The African American Study of Kidney Disease and Hypertension (AASK) and Chronic Renal Insufficiency Cohort (CRIC) studies reported APOL1-mediated risk for nephropathy progression (23,34). These longitudinal studies observed that two APOL1 risk variants were associated with more rapid loss of kidney function in nondiabetic subjects in AASK and both diabetic and nondiabetic subjects in CRIC. The rates of CKD progression in CRIC were lowest for European Americans (who essentially lack APOL1 risk variants), intermediate for African Americans with zero or one APOL1 risk variants, and highest for African Americans with two APOL1 risk variants (34). Because subjects with and without type 2 diabetes mellitus (T2D) were at similar risk in CRIC, the role of diabetic kidney disease (DKD) relating to APOL1 was raised.
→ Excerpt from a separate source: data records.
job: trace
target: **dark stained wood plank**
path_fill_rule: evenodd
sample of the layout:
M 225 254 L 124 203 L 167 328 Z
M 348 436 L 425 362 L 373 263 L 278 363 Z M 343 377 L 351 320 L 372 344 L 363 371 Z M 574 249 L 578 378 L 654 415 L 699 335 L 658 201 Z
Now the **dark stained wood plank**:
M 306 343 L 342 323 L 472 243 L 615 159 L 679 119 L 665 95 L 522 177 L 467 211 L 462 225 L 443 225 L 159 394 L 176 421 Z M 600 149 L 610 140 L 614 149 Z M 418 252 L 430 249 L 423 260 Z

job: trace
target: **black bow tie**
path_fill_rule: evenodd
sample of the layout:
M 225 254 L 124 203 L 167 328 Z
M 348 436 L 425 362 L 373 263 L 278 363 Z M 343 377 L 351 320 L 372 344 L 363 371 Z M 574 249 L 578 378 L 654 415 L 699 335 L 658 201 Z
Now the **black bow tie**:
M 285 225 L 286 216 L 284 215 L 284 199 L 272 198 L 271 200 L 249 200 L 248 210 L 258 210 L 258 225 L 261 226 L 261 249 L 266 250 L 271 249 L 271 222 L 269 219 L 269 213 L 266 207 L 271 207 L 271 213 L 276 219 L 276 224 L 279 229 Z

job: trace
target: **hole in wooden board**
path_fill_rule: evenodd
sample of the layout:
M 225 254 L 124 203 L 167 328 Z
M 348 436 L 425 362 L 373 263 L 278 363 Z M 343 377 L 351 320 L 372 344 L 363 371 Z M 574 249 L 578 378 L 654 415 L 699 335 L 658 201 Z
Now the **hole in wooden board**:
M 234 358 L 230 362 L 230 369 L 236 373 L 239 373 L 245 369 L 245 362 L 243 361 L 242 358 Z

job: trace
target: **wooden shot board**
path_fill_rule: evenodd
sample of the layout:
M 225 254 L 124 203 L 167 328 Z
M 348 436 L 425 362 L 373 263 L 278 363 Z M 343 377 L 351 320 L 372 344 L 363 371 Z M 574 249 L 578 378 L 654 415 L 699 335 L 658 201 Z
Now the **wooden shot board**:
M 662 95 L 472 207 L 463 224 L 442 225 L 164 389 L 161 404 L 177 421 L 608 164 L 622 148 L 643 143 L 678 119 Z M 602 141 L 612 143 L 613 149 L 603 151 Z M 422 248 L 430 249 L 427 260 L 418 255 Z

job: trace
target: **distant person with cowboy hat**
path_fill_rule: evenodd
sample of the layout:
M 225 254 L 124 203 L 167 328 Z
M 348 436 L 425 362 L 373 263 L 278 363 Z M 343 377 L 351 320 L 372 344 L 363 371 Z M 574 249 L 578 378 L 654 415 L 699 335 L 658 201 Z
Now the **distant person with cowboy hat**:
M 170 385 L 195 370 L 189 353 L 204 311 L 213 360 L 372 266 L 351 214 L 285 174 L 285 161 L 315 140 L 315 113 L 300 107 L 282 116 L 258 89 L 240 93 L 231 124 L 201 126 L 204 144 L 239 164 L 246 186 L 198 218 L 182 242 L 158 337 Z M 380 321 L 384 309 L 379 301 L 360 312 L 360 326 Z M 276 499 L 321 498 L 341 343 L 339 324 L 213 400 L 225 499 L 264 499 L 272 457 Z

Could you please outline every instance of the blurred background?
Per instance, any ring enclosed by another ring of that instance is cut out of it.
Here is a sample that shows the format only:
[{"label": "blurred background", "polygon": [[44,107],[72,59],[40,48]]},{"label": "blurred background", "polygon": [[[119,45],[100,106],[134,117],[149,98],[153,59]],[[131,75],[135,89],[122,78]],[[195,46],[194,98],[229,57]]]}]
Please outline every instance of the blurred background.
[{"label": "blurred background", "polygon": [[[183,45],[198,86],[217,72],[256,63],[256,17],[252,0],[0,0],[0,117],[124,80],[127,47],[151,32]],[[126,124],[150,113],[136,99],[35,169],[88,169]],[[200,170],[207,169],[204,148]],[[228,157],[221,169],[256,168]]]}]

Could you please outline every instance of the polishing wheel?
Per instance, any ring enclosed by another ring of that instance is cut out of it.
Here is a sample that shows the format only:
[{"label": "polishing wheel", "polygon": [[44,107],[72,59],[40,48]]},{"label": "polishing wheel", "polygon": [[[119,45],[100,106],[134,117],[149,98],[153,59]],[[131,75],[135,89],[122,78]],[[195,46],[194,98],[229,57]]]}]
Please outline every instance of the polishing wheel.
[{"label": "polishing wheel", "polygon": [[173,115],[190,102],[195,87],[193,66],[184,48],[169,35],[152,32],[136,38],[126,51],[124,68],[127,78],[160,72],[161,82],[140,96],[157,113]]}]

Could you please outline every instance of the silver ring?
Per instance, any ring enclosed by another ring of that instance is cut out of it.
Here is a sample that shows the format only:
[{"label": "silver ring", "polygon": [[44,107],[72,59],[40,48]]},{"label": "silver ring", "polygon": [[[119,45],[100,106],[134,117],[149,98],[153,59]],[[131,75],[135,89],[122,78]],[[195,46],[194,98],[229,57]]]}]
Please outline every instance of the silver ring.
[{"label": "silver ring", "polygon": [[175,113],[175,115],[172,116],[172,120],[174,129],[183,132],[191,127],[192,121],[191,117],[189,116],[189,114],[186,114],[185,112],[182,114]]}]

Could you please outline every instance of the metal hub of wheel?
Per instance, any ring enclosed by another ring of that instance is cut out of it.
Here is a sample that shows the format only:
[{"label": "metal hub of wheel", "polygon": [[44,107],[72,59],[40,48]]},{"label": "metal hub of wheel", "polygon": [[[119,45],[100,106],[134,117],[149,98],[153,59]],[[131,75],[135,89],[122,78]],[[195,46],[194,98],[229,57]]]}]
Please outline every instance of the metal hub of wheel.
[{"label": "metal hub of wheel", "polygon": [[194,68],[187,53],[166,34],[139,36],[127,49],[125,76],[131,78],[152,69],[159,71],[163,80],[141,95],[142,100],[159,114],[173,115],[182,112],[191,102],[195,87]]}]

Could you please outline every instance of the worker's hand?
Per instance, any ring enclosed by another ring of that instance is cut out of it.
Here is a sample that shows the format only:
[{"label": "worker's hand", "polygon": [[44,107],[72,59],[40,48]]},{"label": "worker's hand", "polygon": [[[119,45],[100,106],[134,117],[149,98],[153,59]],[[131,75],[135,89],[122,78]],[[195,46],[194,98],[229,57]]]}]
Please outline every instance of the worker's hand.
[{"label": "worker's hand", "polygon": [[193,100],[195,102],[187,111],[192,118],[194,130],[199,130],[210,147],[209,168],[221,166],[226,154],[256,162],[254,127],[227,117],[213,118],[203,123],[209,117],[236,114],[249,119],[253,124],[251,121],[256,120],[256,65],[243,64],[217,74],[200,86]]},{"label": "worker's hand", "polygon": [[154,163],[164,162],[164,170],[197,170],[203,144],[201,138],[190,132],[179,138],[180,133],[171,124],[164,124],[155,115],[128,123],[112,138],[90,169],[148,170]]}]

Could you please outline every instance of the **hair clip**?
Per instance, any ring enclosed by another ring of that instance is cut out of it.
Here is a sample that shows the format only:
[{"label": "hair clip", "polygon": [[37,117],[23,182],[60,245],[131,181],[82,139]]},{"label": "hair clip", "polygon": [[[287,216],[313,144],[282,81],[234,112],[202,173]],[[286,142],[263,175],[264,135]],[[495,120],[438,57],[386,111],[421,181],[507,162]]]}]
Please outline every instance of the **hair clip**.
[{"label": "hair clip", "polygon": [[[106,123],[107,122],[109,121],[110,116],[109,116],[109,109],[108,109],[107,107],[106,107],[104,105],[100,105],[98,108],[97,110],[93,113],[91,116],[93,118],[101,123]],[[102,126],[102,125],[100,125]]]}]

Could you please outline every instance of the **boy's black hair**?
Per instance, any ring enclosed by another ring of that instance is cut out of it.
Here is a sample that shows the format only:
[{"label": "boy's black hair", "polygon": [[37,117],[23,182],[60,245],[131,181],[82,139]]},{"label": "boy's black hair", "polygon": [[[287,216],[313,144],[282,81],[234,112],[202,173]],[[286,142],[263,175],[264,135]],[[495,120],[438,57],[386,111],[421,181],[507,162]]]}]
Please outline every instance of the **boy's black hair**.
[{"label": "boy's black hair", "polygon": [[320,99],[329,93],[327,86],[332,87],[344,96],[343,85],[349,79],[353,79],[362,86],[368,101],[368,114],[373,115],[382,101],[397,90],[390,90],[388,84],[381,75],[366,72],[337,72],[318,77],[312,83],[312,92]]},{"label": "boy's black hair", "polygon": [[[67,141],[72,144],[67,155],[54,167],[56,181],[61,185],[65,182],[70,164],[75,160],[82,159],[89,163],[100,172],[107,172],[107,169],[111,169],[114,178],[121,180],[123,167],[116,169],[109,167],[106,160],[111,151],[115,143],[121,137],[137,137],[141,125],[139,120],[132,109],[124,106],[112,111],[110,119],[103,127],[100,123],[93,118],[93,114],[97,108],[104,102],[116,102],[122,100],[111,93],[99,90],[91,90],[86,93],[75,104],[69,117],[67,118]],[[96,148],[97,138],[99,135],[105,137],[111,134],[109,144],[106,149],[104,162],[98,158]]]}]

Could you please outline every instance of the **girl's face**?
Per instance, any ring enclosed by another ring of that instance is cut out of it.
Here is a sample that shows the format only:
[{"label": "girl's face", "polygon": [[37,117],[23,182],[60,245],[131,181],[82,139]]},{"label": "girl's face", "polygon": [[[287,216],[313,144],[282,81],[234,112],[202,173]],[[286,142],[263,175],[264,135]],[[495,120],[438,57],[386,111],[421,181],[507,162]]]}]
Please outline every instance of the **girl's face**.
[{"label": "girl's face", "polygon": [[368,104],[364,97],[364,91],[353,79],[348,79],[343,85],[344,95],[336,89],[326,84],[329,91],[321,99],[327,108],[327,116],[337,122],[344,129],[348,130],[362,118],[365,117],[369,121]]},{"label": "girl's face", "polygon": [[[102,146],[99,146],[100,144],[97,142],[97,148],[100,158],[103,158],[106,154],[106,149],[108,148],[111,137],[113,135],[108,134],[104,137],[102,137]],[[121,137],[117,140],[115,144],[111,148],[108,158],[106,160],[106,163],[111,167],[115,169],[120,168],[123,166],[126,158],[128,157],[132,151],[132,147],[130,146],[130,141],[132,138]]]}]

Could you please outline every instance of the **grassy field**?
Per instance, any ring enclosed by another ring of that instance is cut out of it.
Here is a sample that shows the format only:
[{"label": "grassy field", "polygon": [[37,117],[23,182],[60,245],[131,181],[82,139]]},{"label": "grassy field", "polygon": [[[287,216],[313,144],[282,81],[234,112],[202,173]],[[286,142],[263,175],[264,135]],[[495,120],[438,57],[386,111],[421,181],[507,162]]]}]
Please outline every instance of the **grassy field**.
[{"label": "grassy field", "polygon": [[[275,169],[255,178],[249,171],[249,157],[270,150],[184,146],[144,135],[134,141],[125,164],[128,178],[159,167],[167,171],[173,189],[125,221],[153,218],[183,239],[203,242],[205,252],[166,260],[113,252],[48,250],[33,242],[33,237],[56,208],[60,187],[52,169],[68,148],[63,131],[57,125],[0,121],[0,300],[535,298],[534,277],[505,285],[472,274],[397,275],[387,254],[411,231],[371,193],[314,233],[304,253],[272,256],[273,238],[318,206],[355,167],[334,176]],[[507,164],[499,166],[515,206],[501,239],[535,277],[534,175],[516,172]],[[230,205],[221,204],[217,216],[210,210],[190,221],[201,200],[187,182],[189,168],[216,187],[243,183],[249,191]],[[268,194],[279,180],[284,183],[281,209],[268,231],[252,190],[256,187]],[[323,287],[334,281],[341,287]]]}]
Glomerulosclerosis (FSGS and FGGS) and T2D-associated CKD are both relatively common proteinuric disorders in the African American population. The initial admixture linkage disequilibrium signal on chromosome 22q was absent in African Americans with T2D-associated ESRD in the Family Investigation of Nephropathy and Diabetes study and Wake Forest samples collected from patients with ESRD at dialysis facilities in the southeastern United States (35,36). Moreover, the presence of chromosome 22q nephropathy risk alleles could be used to genetically dissect patients with nondiabetic nephropathy from those patients with DKD (37,38). These observations lead us to believe that two APOL1 risk variants lead to increased risk for nephropathy progression, regardless of ambient blood glucose levels, but are unlikely associated with frank diabetic glomerulosclerosis. APOL1 protein is involved in autophagy, a lysosomal degradation pathway that removes protein aggregates and damaged organelles to maintain intracellular homeostasis, particularly during times of stress (39,40). Because it has been shown that autophagy is inherently dysregulated in the diabetic kidney, we speculate that the effects of APOL1 protein on autophagy may be limited in the setting of DKD (41,42). Although multiple second hits drive the diverse clinical presentation of APOL1-associated nephropathy, classic DKD seems unlikely to reside in this spectrum.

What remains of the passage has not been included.